自然と代表者になっていたバルトバッフェル男爵が皇帝へ答えると多くの辺境貴族が頷く。
「確かに、いきなりであった。卿等の忌憚なき意見を聞きたい」

フリードリヒ四世の言葉にリューデリッツ伯爵が質問する。
「陛下、その新地の住民は如何ほど居るのでしょうか?」
「開発が済んだばかりで、開発庁の職員以外は殆どおらぬ」

その答えに皆が驚く。
「陛下、恐れ多き事なれど、住民が居なければ何もすることが出来ません」
クラインゲルト子爵の言葉に全員が頷く。

「その事じゃが、転封は卿等だけではなく卿等の所領全ての住民を移動させることにしておる」
「全住民でございますか?」
「そうじゃ、此より2年間かけ卿等の星系より全住民を移住させる」

その壮大さに皆が驚くが、ミュンツァー男爵は先祖譲りの聡明さで、処罰覚悟で問題点を指摘する。
「陛下、全住民を移住させますと、最初から土地を作らなければなりませんが、人力で耕すことがどれ程大変か、臣として領民の苦労を考えると恐れ多きことなれど、賛成する訳には行きません」

ミュンツァー男爵の言葉に多くの貴族がギョッとした顔になるが、フリードリヒ四世は咎めることもなく答える。

「男爵の懸念も尤もじゃ、其処で予は、フェザーンで行われている大規模集約農業という機械を使う農業を行って貰うつもりじゃ」
「大規模集約農業?」

「そうじゃ、今までのような鍬で農地を耕すのではは無く、集団農場を作り大型トラクターで農地を大規模に耕し、コストを削減し大量の作物を育てる方法との事じゃ」
「陛下、現在の領地でトラクターを使う事は出来ないのでしょうか?」

「それじゃが、現在は自作農が少量の土地を耕している。

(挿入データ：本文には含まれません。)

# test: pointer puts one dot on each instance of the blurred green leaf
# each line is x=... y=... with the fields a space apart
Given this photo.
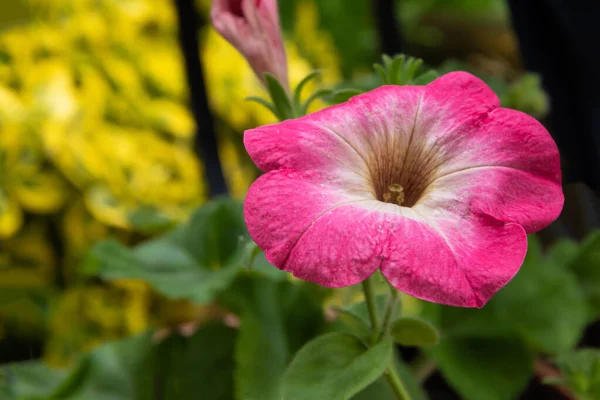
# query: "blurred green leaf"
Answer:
x=335 y=366
x=586 y=266
x=581 y=371
x=544 y=304
x=13 y=12
x=31 y=380
x=119 y=370
x=198 y=367
x=411 y=331
x=380 y=389
x=277 y=318
x=196 y=261
x=491 y=368
x=343 y=95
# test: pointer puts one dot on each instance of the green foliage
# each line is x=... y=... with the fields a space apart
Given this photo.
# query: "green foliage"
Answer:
x=581 y=373
x=114 y=371
x=411 y=331
x=335 y=366
x=398 y=70
x=199 y=366
x=136 y=368
x=195 y=261
x=277 y=318
x=403 y=70
x=586 y=265
x=487 y=353
x=544 y=304
x=356 y=317
x=491 y=369
x=281 y=105
x=280 y=98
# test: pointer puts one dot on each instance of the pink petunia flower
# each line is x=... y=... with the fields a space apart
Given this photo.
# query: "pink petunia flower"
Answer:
x=252 y=27
x=436 y=186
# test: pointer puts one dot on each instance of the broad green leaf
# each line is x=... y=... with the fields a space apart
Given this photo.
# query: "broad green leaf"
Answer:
x=31 y=380
x=545 y=305
x=355 y=324
x=280 y=98
x=214 y=233
x=410 y=331
x=586 y=266
x=303 y=82
x=117 y=370
x=490 y=369
x=360 y=309
x=170 y=270
x=196 y=261
x=335 y=366
x=563 y=252
x=343 y=95
x=466 y=322
x=200 y=366
x=277 y=318
x=581 y=371
x=380 y=389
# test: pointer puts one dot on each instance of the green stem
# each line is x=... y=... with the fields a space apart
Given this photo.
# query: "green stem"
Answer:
x=396 y=383
x=390 y=374
x=423 y=367
x=369 y=291
x=387 y=316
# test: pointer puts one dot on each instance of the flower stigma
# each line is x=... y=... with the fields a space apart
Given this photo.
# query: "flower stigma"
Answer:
x=396 y=190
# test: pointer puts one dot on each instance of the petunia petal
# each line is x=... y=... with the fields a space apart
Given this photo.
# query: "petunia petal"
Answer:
x=453 y=261
x=342 y=247
x=348 y=135
x=282 y=204
x=508 y=168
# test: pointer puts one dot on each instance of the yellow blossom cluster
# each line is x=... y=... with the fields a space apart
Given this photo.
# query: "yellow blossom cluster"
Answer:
x=96 y=141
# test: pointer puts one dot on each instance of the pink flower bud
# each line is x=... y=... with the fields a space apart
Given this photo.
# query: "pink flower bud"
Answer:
x=252 y=27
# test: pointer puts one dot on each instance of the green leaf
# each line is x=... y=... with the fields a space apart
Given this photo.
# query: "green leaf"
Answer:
x=491 y=369
x=264 y=103
x=563 y=252
x=277 y=318
x=544 y=304
x=382 y=73
x=357 y=325
x=215 y=234
x=410 y=331
x=466 y=322
x=343 y=95
x=396 y=67
x=581 y=371
x=335 y=366
x=380 y=389
x=425 y=78
x=280 y=98
x=361 y=311
x=199 y=366
x=318 y=94
x=303 y=82
x=196 y=261
x=586 y=267
x=32 y=379
x=117 y=370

その場合各々がトラクターを購入せねば成らずに、大規模耕作が出来ないとの事じゃ」
「陛下、移封致しましてもそれだけの初期投資をするだけの資金が我々にはございませんし、数年はまともな作物が育たずに、納付することも出来ず、飢饉になる恐れがあります」

「それは尤もな意見じゃ、其処で予はこの移封に伴う資金の一切を下賜する事に致す。更に今後10年間は一切の徴集、徴兵を停止致す故、卿等は所領の開発に尽力して欲しい」

この後、数か月のすり合わせにより。皇帝陛下の意志の強さに驚いた彼等が移封を受け入れる事になった。

確かに先祖代々の開発してきた土地を離れるのは断腸の思いであったが、領民が餓死や身売りすることを考えれば、致し方無しと納得するしかなかったそうだ。

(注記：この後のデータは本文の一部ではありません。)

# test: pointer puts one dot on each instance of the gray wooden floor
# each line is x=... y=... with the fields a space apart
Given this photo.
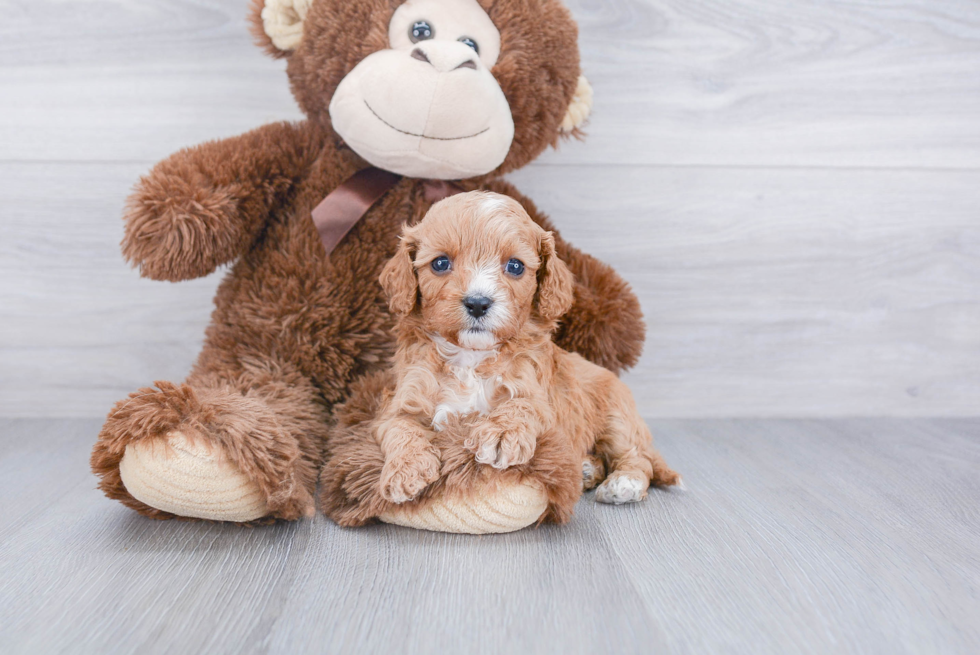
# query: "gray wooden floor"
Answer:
x=848 y=536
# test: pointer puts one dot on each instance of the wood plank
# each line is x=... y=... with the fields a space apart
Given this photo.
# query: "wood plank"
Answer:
x=792 y=537
x=678 y=82
x=767 y=292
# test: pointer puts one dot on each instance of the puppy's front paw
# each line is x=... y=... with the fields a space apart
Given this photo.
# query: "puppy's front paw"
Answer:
x=405 y=475
x=501 y=448
x=621 y=488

また領民も10年間無税、更に借金まで棒引きのためによほどの偏屈者以外は移封を受け入れた。その際先祖代々の墓地なども移動させる事が出来たことも移封反対に繋がらなかった要因であった。

この転封は帝国暦485年4月アムリッツア星系から始まり2年後の487年8月のボーデン星系まで続く予定となっている。移住人数5000万人という一大プロジェクトを国土省、軍務省、内務省、運輸省、商務省などの各省庁が垣根を取り払い協力することで2年強という短期間で移動を完成させる物である。


帝国暦485年1月13日

■オーディン ノイエ・サンスーシ 小部屋

小部屋でフリードリヒ四世、リヒテンラーデ侯、グリンメルスハウゼン上級大将、ケスラー中将、テレーゼが集まり、今回の首尾について話し合っていた。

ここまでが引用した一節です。